ETAR was downregulated in lung cancer relative to normal bronchial epithelial cells by RT-PCR. ETBR was present throughout the panel of cell lines and may be the more important receptor subtype in lung cancer. As has been found in rat mesangial cells (53), stimulation of the ETBR may induce further production of ET-1 by lung cancer cells. Because it has a short half-life, autoinduction of further ET-1 release from the same or surrounding cells via the ETBR may be responsible for the profound and sustained effects of ET-1. Mitogenic actions mediated by the ETBR via an alternative pathway in lung tumors requires further study. Thus, our findings, showing a lack of active ETAR, an abundance of ETBR, and the relative excess of extracellular ECE-1c, would suggest that instead of an autocrine growth loop, paracrine effects of ET-1 are likely to be more important in lung cancer.

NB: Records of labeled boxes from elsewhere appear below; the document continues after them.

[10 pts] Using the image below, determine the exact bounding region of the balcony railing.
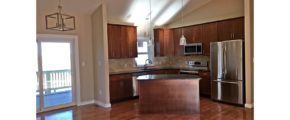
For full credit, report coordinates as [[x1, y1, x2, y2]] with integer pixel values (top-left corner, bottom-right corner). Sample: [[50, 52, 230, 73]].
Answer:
[[36, 69, 72, 95]]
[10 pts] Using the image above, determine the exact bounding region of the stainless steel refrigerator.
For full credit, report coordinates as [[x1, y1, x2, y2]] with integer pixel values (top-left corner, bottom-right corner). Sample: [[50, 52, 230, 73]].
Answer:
[[210, 40, 245, 105]]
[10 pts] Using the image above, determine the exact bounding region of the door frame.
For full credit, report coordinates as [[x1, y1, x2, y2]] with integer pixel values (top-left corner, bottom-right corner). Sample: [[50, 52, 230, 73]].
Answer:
[[36, 34, 80, 113]]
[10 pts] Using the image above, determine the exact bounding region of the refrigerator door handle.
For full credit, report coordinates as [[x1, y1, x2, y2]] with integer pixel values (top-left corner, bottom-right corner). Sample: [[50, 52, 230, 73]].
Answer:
[[224, 47, 228, 78], [213, 80, 238, 84], [222, 46, 226, 78]]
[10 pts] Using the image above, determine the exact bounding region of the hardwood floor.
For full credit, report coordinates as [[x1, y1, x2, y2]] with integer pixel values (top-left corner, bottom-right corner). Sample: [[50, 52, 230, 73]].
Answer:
[[37, 98, 254, 120]]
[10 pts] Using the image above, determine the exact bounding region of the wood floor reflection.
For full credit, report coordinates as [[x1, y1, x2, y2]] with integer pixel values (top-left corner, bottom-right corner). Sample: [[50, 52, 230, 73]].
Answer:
[[37, 98, 254, 120]]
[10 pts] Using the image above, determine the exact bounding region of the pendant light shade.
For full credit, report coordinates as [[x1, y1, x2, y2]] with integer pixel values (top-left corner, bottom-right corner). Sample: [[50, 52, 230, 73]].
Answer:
[[45, 0, 75, 31], [179, 35, 186, 45], [179, 0, 186, 45]]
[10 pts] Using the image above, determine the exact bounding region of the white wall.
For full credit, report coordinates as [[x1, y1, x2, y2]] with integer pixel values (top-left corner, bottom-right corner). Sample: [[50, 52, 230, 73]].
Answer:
[[166, 0, 244, 28], [92, 3, 111, 107]]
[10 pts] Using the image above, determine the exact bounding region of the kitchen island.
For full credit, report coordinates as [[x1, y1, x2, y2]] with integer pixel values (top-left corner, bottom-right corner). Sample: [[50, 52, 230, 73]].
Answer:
[[137, 74, 201, 114]]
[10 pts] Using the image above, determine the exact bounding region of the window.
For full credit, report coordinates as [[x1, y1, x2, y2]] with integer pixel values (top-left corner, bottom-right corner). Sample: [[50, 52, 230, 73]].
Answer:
[[135, 40, 149, 66]]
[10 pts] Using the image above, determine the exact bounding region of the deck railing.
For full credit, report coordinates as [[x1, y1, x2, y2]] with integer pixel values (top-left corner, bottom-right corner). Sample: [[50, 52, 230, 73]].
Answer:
[[37, 69, 72, 95]]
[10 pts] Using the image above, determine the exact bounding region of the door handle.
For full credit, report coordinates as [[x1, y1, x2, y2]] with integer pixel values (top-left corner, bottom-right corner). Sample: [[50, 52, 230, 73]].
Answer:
[[213, 80, 238, 84]]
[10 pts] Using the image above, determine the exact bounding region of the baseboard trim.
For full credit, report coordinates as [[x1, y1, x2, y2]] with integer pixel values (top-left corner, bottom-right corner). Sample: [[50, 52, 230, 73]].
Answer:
[[245, 104, 254, 108], [95, 100, 111, 108], [78, 100, 95, 106]]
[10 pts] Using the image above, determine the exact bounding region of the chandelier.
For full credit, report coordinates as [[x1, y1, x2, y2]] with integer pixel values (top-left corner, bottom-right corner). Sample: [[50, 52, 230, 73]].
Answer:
[[45, 0, 75, 31]]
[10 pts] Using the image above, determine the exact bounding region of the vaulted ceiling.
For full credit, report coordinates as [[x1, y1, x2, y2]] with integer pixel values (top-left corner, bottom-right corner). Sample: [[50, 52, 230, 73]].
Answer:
[[37, 0, 212, 37]]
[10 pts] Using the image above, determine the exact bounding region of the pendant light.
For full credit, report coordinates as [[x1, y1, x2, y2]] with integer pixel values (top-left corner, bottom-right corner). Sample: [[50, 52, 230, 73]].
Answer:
[[179, 0, 186, 45], [148, 0, 153, 46], [45, 0, 75, 31]]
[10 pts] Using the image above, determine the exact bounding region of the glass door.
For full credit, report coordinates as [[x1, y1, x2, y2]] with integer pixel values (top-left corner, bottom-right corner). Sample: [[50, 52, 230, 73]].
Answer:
[[36, 40, 75, 111]]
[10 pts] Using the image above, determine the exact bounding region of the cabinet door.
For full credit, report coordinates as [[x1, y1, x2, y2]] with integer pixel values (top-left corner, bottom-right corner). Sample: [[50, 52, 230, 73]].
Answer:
[[154, 29, 174, 56], [184, 26, 193, 44], [163, 29, 174, 56], [191, 25, 203, 43], [173, 28, 184, 56], [120, 26, 130, 58], [107, 24, 121, 59], [127, 26, 137, 58], [110, 74, 133, 102], [202, 22, 218, 56], [233, 18, 245, 39], [154, 29, 164, 56], [109, 76, 122, 102], [199, 72, 211, 96], [121, 77, 133, 99], [218, 18, 245, 41], [217, 20, 233, 41]]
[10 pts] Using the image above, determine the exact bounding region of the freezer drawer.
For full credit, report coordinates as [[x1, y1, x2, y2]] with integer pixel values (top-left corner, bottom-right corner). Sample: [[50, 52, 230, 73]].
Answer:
[[211, 80, 244, 105]]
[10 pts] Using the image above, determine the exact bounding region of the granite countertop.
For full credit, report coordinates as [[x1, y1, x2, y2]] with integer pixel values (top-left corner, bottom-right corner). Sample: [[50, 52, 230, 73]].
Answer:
[[137, 74, 201, 80], [110, 67, 208, 75]]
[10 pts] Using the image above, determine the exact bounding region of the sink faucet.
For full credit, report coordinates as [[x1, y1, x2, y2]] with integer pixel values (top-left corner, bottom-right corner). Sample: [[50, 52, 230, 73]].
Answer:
[[144, 59, 152, 68]]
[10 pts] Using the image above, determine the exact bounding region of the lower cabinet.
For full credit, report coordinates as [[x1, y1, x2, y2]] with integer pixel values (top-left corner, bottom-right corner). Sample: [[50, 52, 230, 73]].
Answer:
[[198, 72, 211, 97], [110, 74, 133, 102]]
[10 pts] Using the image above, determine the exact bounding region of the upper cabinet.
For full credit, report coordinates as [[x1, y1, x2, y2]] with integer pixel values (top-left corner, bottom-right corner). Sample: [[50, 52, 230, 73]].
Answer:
[[154, 29, 174, 56], [201, 22, 218, 56], [107, 24, 137, 59], [217, 17, 245, 41]]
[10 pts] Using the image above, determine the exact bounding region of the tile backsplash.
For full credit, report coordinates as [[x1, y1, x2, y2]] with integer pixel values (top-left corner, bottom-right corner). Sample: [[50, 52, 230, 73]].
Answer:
[[109, 55, 209, 72]]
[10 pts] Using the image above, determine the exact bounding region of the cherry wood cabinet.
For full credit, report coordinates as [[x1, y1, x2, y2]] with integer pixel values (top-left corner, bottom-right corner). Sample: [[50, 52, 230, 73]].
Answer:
[[107, 24, 137, 59], [198, 72, 211, 97], [110, 74, 133, 102], [217, 17, 245, 41], [201, 22, 218, 56], [107, 25, 121, 59], [154, 28, 174, 56], [172, 28, 184, 56]]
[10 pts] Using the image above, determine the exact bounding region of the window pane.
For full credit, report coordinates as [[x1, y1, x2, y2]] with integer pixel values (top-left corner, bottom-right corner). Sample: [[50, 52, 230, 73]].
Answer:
[[137, 41, 148, 53], [135, 54, 148, 66]]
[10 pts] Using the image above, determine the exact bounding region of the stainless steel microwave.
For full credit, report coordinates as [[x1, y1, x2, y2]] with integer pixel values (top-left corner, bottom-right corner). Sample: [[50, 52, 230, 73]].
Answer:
[[184, 43, 202, 55]]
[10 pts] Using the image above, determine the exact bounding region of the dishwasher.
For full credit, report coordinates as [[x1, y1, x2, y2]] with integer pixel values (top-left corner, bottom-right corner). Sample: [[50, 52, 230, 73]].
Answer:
[[132, 72, 148, 97]]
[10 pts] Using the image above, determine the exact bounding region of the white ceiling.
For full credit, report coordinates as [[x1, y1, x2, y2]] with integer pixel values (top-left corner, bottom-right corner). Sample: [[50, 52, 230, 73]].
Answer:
[[37, 0, 212, 35]]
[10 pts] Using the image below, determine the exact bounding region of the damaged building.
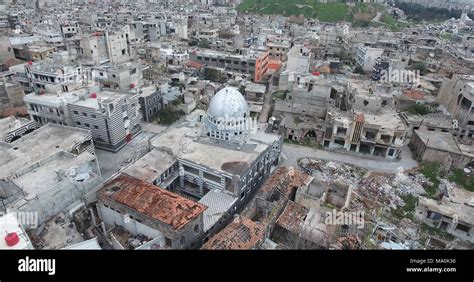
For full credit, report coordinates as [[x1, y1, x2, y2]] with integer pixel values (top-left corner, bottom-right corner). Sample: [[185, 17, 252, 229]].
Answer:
[[415, 185, 474, 243], [97, 175, 206, 249], [324, 109, 407, 159], [0, 124, 102, 226]]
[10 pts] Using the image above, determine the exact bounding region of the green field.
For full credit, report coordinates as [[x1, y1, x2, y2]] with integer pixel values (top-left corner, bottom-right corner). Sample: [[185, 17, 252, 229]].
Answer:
[[237, 0, 397, 30]]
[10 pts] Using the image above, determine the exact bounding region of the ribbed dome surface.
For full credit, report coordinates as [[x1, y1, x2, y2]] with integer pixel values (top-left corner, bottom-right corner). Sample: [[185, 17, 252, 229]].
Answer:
[[207, 87, 249, 118]]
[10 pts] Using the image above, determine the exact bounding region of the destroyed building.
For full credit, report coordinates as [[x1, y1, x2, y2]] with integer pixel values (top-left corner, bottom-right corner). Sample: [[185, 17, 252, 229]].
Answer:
[[97, 175, 206, 249], [0, 124, 102, 223], [324, 109, 406, 159], [415, 185, 474, 243], [408, 129, 474, 171], [0, 116, 37, 143]]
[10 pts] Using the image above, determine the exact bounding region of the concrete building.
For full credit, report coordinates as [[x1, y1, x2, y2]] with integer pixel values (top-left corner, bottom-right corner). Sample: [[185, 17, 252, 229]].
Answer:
[[438, 75, 474, 140], [25, 61, 83, 93], [356, 46, 384, 72], [67, 91, 142, 152], [0, 124, 102, 224], [189, 49, 269, 82], [138, 86, 163, 122], [91, 62, 143, 91], [286, 45, 311, 74], [0, 213, 34, 250], [415, 186, 474, 243], [202, 215, 265, 250], [120, 88, 281, 239], [0, 116, 37, 143], [80, 30, 131, 65], [408, 129, 474, 171], [323, 109, 407, 159], [267, 41, 291, 62], [23, 89, 87, 126], [97, 175, 206, 249], [0, 79, 25, 107]]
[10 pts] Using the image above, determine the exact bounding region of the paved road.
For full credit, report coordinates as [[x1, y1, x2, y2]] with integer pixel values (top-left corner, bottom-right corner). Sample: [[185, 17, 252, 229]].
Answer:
[[282, 144, 418, 173]]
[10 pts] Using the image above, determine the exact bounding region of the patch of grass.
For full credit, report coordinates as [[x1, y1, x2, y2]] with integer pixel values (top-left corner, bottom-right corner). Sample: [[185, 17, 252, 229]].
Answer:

In summary, we have demonstrated by RT-PCR that ET-1, ETBR, and the extracellular ECE-1c isoform mRNA expression are high in the lung cancer cell lines investigated. Coexpression of preproendothelin and its activating enzyme results in active ET-1 production in these cells. In contrast, the ETAR was downregulated, and no stimulation of ETAR by ET-1, resulting in Ca²⁺ mobilization, could be detected. Autocrine growth mediated through the ETAR has been shown in ovarian tumors (50). ET-1 has also been shown to influence growth of prostate cancer cells via the ETAR (25). In both tumor types, ETBR was shown to be downregulated. In addition, ET-1 was proposed as an autocrine growth factor for lung cancer by Cohen and coworkers (35, 36) when they found expression of ET-1 and both its receptors in a number of lung tumors and cell lines derived from lung cancers and bronchial epithelium. Our more detailed study into the ECE-1 isoforms and receptor subtypes would indicate that the ETAR is not involved in an autocrine growth loop in lung cancer as in the other tumor types. Instead, we propose that ET-1 may be involved in complex paracrine circuits involving stimulation of epithelial and endothelial cells surrounding the tumor, influencing its growth perhaps through promoting angiogenesis, and these effects of ET-1 on the vasculature have been well established (48, 49). However, an autocrine loop involving the ETBR may be a line of further investigation in view of its abundance in lung cancer cells and normal lung, and because its signal transduction pathways are less well identified.